The side effects when treating Liver Cystic Disease can include: - Excessive bleeding (hemorrhage) - Cyst rupture, which can happen after a traumatic event - Bile duct torsion - Secondary infection - Compression of the biliary tree, which is part of the body's bile production system - Malignant transformation, or cancer development, particularly in cystadenoma cases - Severe allergic reaction (anaphylactic shock) due to hydatid cysts There are also some unusual complications such as: - Budd-Chiari syndrome, caused by a fast-growing cyst blocking the liver's vein - Blood clot in the major vein carrying blood from the lower half of the body to the heart (inferior vena cava), caused by external pressure from a simple liver cyst In addition, patients with isolated PLCD (a type of liver disease) and ADPKD (a kidney disease) may experience manifestations elsewhere in the body, including brain aneurysms, pancreatic cysts, cardiac valve disease, diverticula formed in the colon, abdominal wall and inguinal hernia, and seminal vesicle cyst. These conditions should be evaluated if present.
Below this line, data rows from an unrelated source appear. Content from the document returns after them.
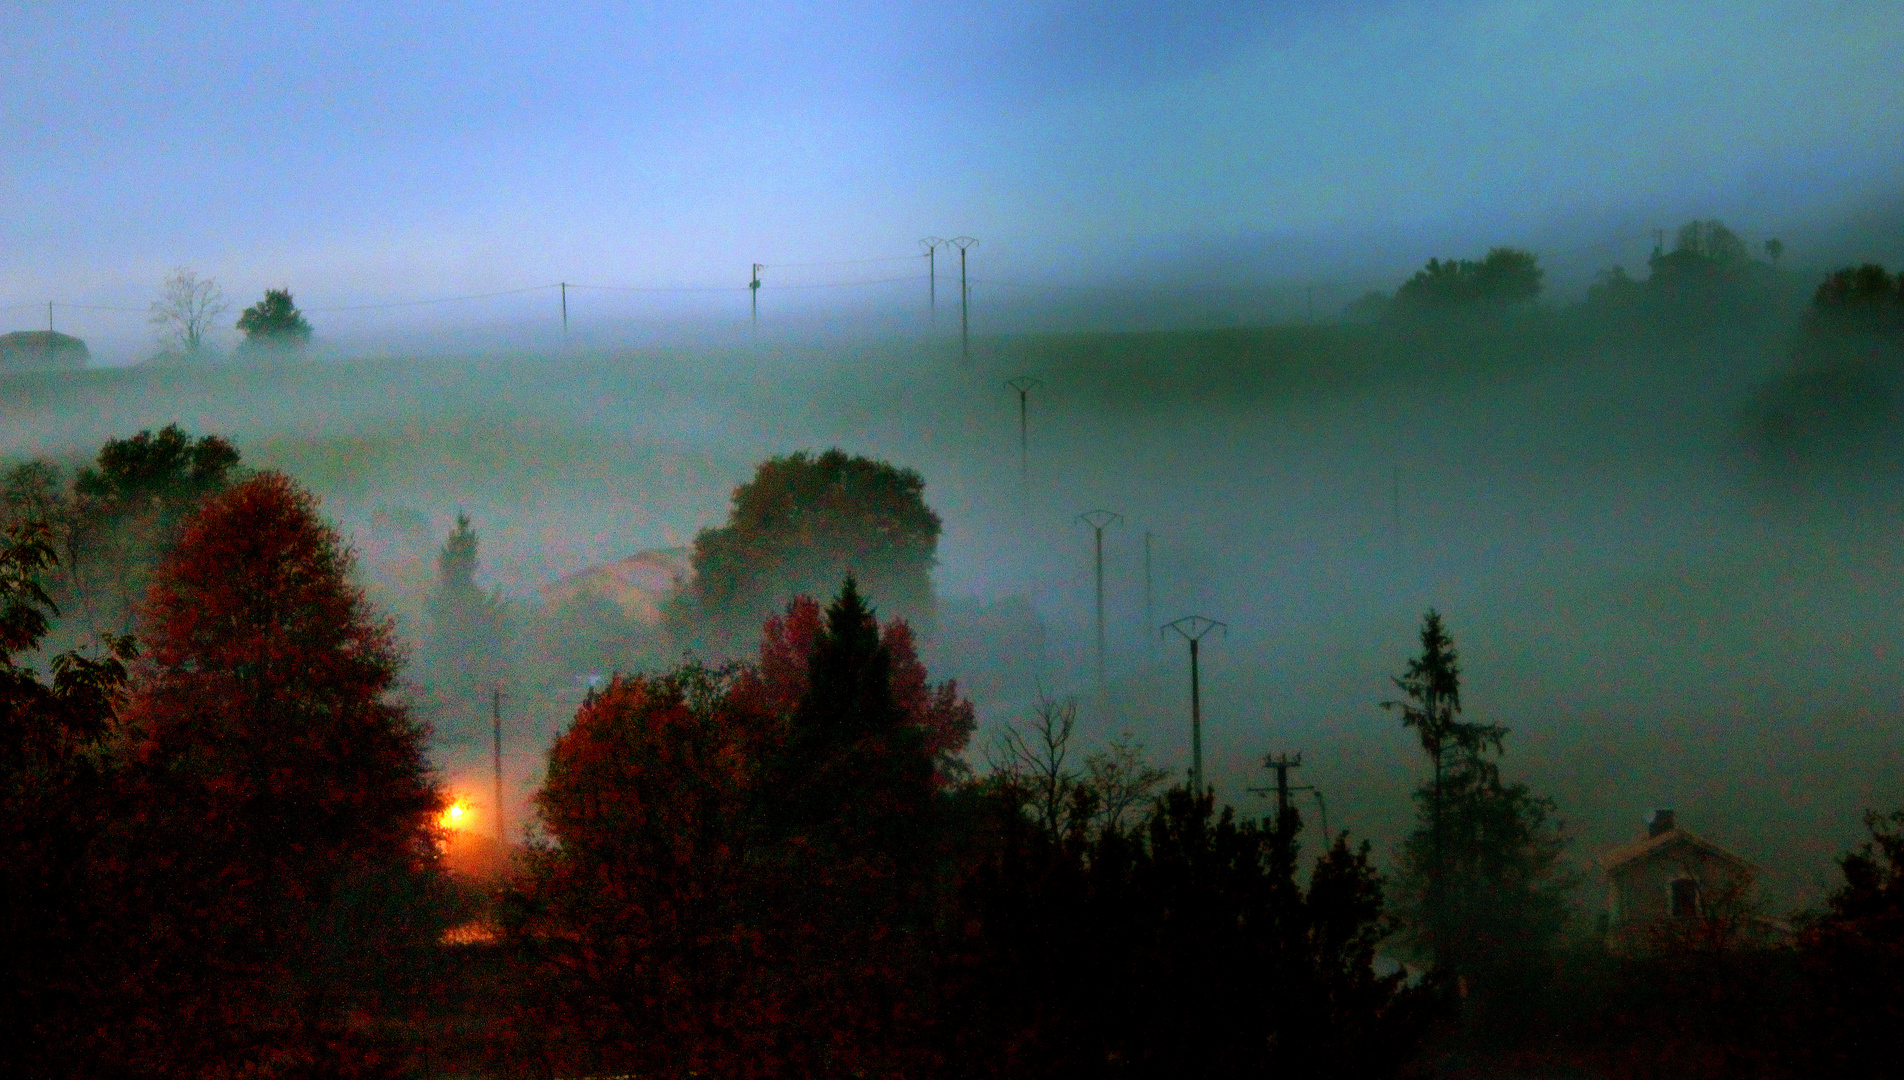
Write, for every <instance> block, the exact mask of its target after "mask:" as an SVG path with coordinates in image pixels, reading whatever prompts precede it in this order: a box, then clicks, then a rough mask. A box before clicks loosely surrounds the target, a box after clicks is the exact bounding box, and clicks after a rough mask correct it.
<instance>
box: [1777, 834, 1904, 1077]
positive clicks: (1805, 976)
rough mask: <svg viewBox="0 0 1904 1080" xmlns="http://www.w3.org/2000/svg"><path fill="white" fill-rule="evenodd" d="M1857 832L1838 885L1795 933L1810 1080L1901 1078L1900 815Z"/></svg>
mask: <svg viewBox="0 0 1904 1080" xmlns="http://www.w3.org/2000/svg"><path fill="white" fill-rule="evenodd" d="M1864 827H1866V830H1868V832H1870V838H1868V840H1866V842H1864V844H1860V846H1858V848H1854V850H1853V851H1847V853H1845V855H1841V857H1839V859H1837V865H1839V870H1841V872H1843V884H1841V886H1839V888H1837V890H1835V891H1834V893H1832V895H1830V897H1828V899H1826V907H1824V910H1820V912H1815V914H1811V916H1809V918H1805V920H1801V930H1799V958H1801V962H1803V966H1805V990H1807V1006H1809V1010H1807V1015H1805V1019H1807V1021H1811V1023H1807V1025H1803V1036H1805V1038H1803V1042H1801V1048H1803V1050H1805V1051H1807V1053H1805V1055H1803V1057H1809V1059H1811V1061H1813V1067H1815V1072H1813V1074H1816V1076H1872V1078H1887V1076H1904V810H1900V811H1891V813H1883V815H1881V813H1866V815H1864Z"/></svg>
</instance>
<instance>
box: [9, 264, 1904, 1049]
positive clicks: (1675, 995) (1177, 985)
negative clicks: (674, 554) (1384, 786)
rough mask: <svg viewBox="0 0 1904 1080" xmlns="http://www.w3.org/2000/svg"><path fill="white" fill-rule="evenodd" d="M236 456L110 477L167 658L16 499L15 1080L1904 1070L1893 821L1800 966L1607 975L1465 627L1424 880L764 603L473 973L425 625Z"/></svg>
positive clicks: (578, 810)
mask: <svg viewBox="0 0 1904 1080" xmlns="http://www.w3.org/2000/svg"><path fill="white" fill-rule="evenodd" d="M1834 288H1835V286H1834ZM1845 288H1847V290H1849V291H1851V293H1853V295H1864V291H1860V290H1862V288H1864V286H1858V278H1853V280H1851V282H1849V284H1847V286H1845ZM1834 295H1835V293H1834ZM1860 303H1862V301H1860ZM200 448H202V451H200ZM196 461H204V463H206V467H204V469H194V465H192V463H196ZM236 465H238V455H236V451H234V450H230V448H228V446H227V444H223V442H217V440H190V438H187V436H185V434H183V432H177V430H175V429H168V432H162V434H160V436H156V438H154V436H149V434H145V432H141V436H135V438H133V440H114V442H110V444H107V450H105V451H103V453H101V457H99V463H97V465H95V467H93V469H91V470H88V472H86V476H91V478H89V480H86V491H88V493H99V491H105V493H110V495H112V497H114V499H118V501H116V503H112V505H114V507H128V509H126V510H124V512H137V514H150V522H149V526H147V528H141V531H137V533H135V535H139V537H152V547H150V549H137V547H129V549H126V550H128V552H129V554H126V556H124V558H128V566H103V568H99V570H101V573H105V575H107V577H112V575H129V573H133V571H139V573H145V575H147V587H145V596H143V600H141V604H139V606H137V625H135V629H137V642H133V640H131V638H128V636H124V634H120V632H114V630H109V632H103V634H99V636H97V638H95V640H93V644H91V648H88V650H69V651H63V653H57V655H44V651H42V648H44V646H46V644H48V640H50V634H51V630H53V629H55V625H57V621H59V619H61V611H63V608H61V604H59V600H57V589H70V583H69V579H65V577H63V564H61V549H59V543H57V541H59V528H70V522H69V524H61V522H48V520H44V518H36V516H34V514H32V509H34V507H38V509H40V510H48V514H46V516H51V512H55V510H57V512H70V510H63V509H65V507H70V505H72V501H74V499H78V493H70V491H59V499H53V497H50V495H48V491H55V488H51V486H50V484H48V482H46V476H48V474H46V472H15V480H21V478H29V480H30V478H38V480H34V484H38V486H32V484H15V486H13V488H11V490H13V491H23V493H27V495H30V493H38V495H36V497H40V501H38V503H32V501H30V499H25V497H21V499H13V501H10V514H11V520H10V524H8V533H6V543H4V547H0V720H4V728H0V731H4V739H0V857H4V865H6V870H8V872H6V874H0V933H4V935H6V939H4V949H0V958H4V962H6V975H8V977H6V979H4V981H0V1010H4V1013H0V1015H4V1025H6V1030H8V1032H10V1038H4V1040H0V1072H4V1074H10V1076H417V1074H442V1072H444V1070H449V1069H455V1070H459V1072H470V1070H491V1072H495V1070H503V1072H514V1070H526V1069H527V1070H535V1072H539V1074H554V1076H571V1074H607V1072H634V1074H644V1076H691V1074H708V1076H712V1074H720V1076H1262V1074H1272V1072H1276V1074H1285V1072H1291V1070H1304V1072H1310V1074H1327V1076H1399V1074H1405V1072H1418V1074H1449V1076H1455V1074H1478V1072H1498V1070H1504V1069H1510V1067H1525V1069H1550V1070H1552V1069H1556V1067H1569V1069H1578V1070H1584V1072H1588V1074H1609V1076H1615V1074H1616V1076H1645V1074H1676V1076H1736V1074H1759V1076H1889V1074H1896V1072H1898V1063H1900V1061H1904V1053H1900V1051H1904V1036H1900V1030H1904V1027H1900V1025H1898V1023H1896V1017H1898V1010H1900V1008H1904V952H1900V949H1904V811H1898V813H1893V815H1889V817H1879V815H1872V817H1870V819H1868V827H1870V842H1868V844H1864V846H1862V848H1860V850H1856V851H1851V853H1847V855H1845V857H1843V859H1841V867H1843V876H1845V884H1843V888H1839V890H1837V891H1835V893H1834V895H1832V897H1830V901H1828V905H1826V907H1824V909H1820V910H1816V912H1811V914H1809V916H1805V918H1803V920H1799V924H1797V931H1795V935H1794V939H1790V941H1786V943H1755V941H1750V939H1744V937H1740V935H1736V933H1733V931H1731V930H1729V928H1736V926H1738V924H1736V916H1738V912H1721V910H1717V909H1714V910H1710V912H1706V914H1702V916H1700V918H1698V920H1691V922H1685V924H1683V926H1679V924H1676V926H1674V928H1672V933H1666V935H1660V937H1658V941H1655V943H1651V947H1649V949H1643V950H1636V952H1624V954H1615V952H1609V950H1607V949H1605V947H1603V945H1601V943H1599V941H1597V939H1594V937H1590V935H1577V937H1575V939H1573V941H1571V943H1569V939H1567V937H1565V935H1563V928H1565V893H1567V888H1569V886H1571V880H1569V876H1567V874H1565V870H1563V867H1561V850H1563V834H1561V830H1559V823H1557V817H1556V813H1557V811H1556V808H1554V804H1552V802H1550V800H1546V798H1540V796H1537V794H1535V792H1531V790H1529V789H1527V787H1525V785H1517V783H1512V781H1510V779H1506V777H1504V775H1502V768H1500V760H1502V750H1504V745H1506V737H1508V730H1506V728H1502V726H1498V724H1489V722H1476V720H1466V718H1462V709H1460V676H1462V672H1460V665H1458V657H1457V653H1455V648H1453V638H1451V634H1449V632H1447V629H1445V627H1443V623H1441V619H1439V617H1438V615H1436V613H1430V615H1428V619H1426V621H1424V625H1422V634H1420V646H1422V651H1420V655H1418V657H1417V659H1413V661H1411V663H1409V665H1407V669H1405V670H1403V674H1401V676H1399V678H1398V680H1396V684H1398V690H1399V691H1401V699H1398V701H1396V703H1394V707H1396V709H1398V710H1399V714H1401V722H1403V726H1407V728H1411V730H1413V731H1415V733H1417V735H1418V739H1420V745H1422V750H1424V754H1426V756H1428V777H1426V779H1424V783H1422V787H1420V789H1418V790H1417V796H1415V806H1417V829H1415V830H1413V832H1411V834H1409V838H1407V842H1405V844H1403V850H1401V853H1399V855H1401V859H1399V865H1398V869H1396V872H1394V876H1392V878H1390V880H1386V882H1384V880H1382V876H1380V874H1378V872H1377V869H1375V865H1373V857H1371V850H1369V846H1367V844H1365V842H1363V844H1352V842H1350V838H1348V836H1346V834H1337V836H1327V838H1323V840H1321V844H1319V846H1318V848H1319V850H1314V851H1310V853H1304V848H1302V844H1300V838H1302V819H1300V815H1299V813H1297V811H1295V810H1281V811H1278V813H1276V815H1274V817H1270V819H1266V821H1251V819H1241V817H1240V815H1238V813H1236V811H1234V810H1230V808H1219V806H1217V802H1215V798H1213V796H1211V794H1209V792H1198V790H1186V789H1180V787H1177V789H1169V790H1163V792H1158V787H1160V785H1161V783H1163V775H1161V773H1160V771H1158V770H1154V768H1152V766H1148V764H1146V762H1144V758H1142V750H1140V747H1137V745H1133V743H1129V741H1127V739H1125V741H1120V743H1114V745H1112V747H1110V749H1108V750H1104V752H1097V754H1083V756H1081V760H1080V758H1078V756H1076V749H1074V747H1072V731H1074V707H1072V705H1068V703H1059V701H1045V703H1041V707H1040V709H1038V712H1036V716H1034V718H1032V722H1030V724H1028V726H1021V728H1015V730H1013V731H1009V733H1005V735H1003V739H1002V741H1000V743H998V745H996V747H994V750H992V754H990V770H988V771H984V773H982V775H973V771H971V770H969V766H967V764H965V754H963V750H965V745H967V741H969V735H971V731H973V710H971V705H969V703H967V701H965V699H963V697H962V695H960V691H958V688H956V686H954V684H935V682H931V678H929V674H927V670H925V665H923V663H922V661H920V657H918V650H916V642H914V636H912V629H910V627H908V625H906V623H904V621H901V619H891V621H887V623H883V625H882V623H880V621H878V619H876V615H874V610H872V606H870V604H868V602H866V600H864V598H863V596H861V592H859V585H857V581H855V579H851V577H847V581H845V587H843V590H842V592H840V594H838V598H836V600H834V602H832V604H830V606H828V608H826V610H824V611H823V610H821V606H819V604H815V602H813V600H805V598H800V600H794V602H792V604H790V606H786V608H784V610H783V611H781V613H779V615H775V617H771V619H767V621H765V625H764V629H762V634H760V646H758V650H756V651H754V655H752V659H748V661H746V663H735V665H725V667H706V665H699V663H684V665H678V667H674V669H670V670H664V672H659V674H645V676H626V678H615V680H611V682H609V684H607V686H605V688H604V690H602V691H600V693H594V695H590V697H588V701H586V703H585V705H583V707H581V709H579V712H577V714H575V720H573V724H571V726H569V728H567V730H565V731H564V733H562V735H560V739H558V741H556V745H554V747H552V749H550V754H548V771H546V783H545V787H543V790H541V792H539V796H537V806H539V813H541V821H543V827H545V830H546V842H545V844H541V846H537V848H531V850H529V853H527V855H526V859H524V863H522V865H520V869H518V872H516V874H514V876H512V878H510V882H508V886H506V888H505V890H501V891H499V893H497V895H493V897H489V899H487V901H486V905H487V912H489V914H487V918H491V920H493V922H495V924H497V928H499V939H497V941H495V943H491V945H470V947H446V945H442V941H444V930H446V928H449V926H451V924H457V922H463V920H466V918H470V916H472V914H476V909H474V907H472V901H470V897H468V893H466V891H463V890H459V886H455V882H451V880H449V878H447V876H446V872H444V869H442V865H440V855H438V853H440V844H438V842H440V832H438V827H436V821H438V813H440V811H442V810H444V806H446V800H444V794H442V792H440V789H438V787H436V783H434V779H432V775H430V771H428V768H426V766H425V758H423V750H425V741H426V737H428V731H426V730H425V728H423V726H421V724H419V722H415V718H413V716H411V714H409V712H407V710H406V707H404V705H402V699H400V695H396V693H394V690H396V680H398V674H400V667H402V655H400V651H398V648H396V644H394V638H392V630H390V625H388V621H383V619H379V617H377V615H375V613H373V611H371V610H369V608H367V606H366V602H364V598H362V594H360V592H358V590H356V589H354V587H352V583H350V556H348V550H347V549H345V547H343V545H341V541H339V537H337V535H335V531H331V528H329V526H326V524H324V520H322V518H320V516H318V512H316V501H314V497H310V495H308V493H305V491H303V490H299V488H297V484H295V482H291V480H288V478H284V476H280V474H274V472H261V474H249V476H246V474H240V472H238V469H236ZM141 478H145V480H141ZM141 484H143V486H141ZM88 497H93V495H88ZM99 497H105V495H99ZM166 514H171V516H166ZM459 530H465V531H466V524H463V526H459ZM86 550H97V549H86ZM472 560H474V537H472V535H470V537H466V541H459V543H451V545H446V550H444V564H446V566H447V568H449V570H455V573H457V575H461V568H468V566H470V564H472ZM141 568H145V570H141ZM446 573H447V571H446ZM457 579H459V581H461V577H457ZM478 596H480V594H478ZM40 667H46V669H48V672H46V674H42V670H40ZM1727 918H1733V920H1735V922H1725V920H1727ZM1378 952H1380V954H1394V956H1401V958H1407V960H1409V962H1411V968H1398V966H1394V962H1392V960H1384V958H1380V956H1378Z"/></svg>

The prognosis for Liver Cystic Disease varies depending on the specific condition: - Simple cysts, which are fluid-filled sacs, typically have a good outcome and may not require treatment unless they cause symptoms or have a high chance of recurrence. - Isolated Polycystic Liver Disease (PCLD) generally has a less serious outlook compared to Autosomal Dominant Polycystic Liver Disease (ADPLD) and usually doesn't cause symptoms. The main goal of treating PCLD is to reduce the size of the liver, but surgical procedures for this can pose a high risk of serious side effects. - Biliary Cystadenomas (BCAs) and Biliary Cystadenocarcinomas (BCACs), which are rare conditions, have a generally better prognosis than other malignant liver tumors when surgically removed, with a recurrence rate of only 5% to 10%.

A doctor specializing in digestion and liver conditions should be consulted for Liver Cystic Disease.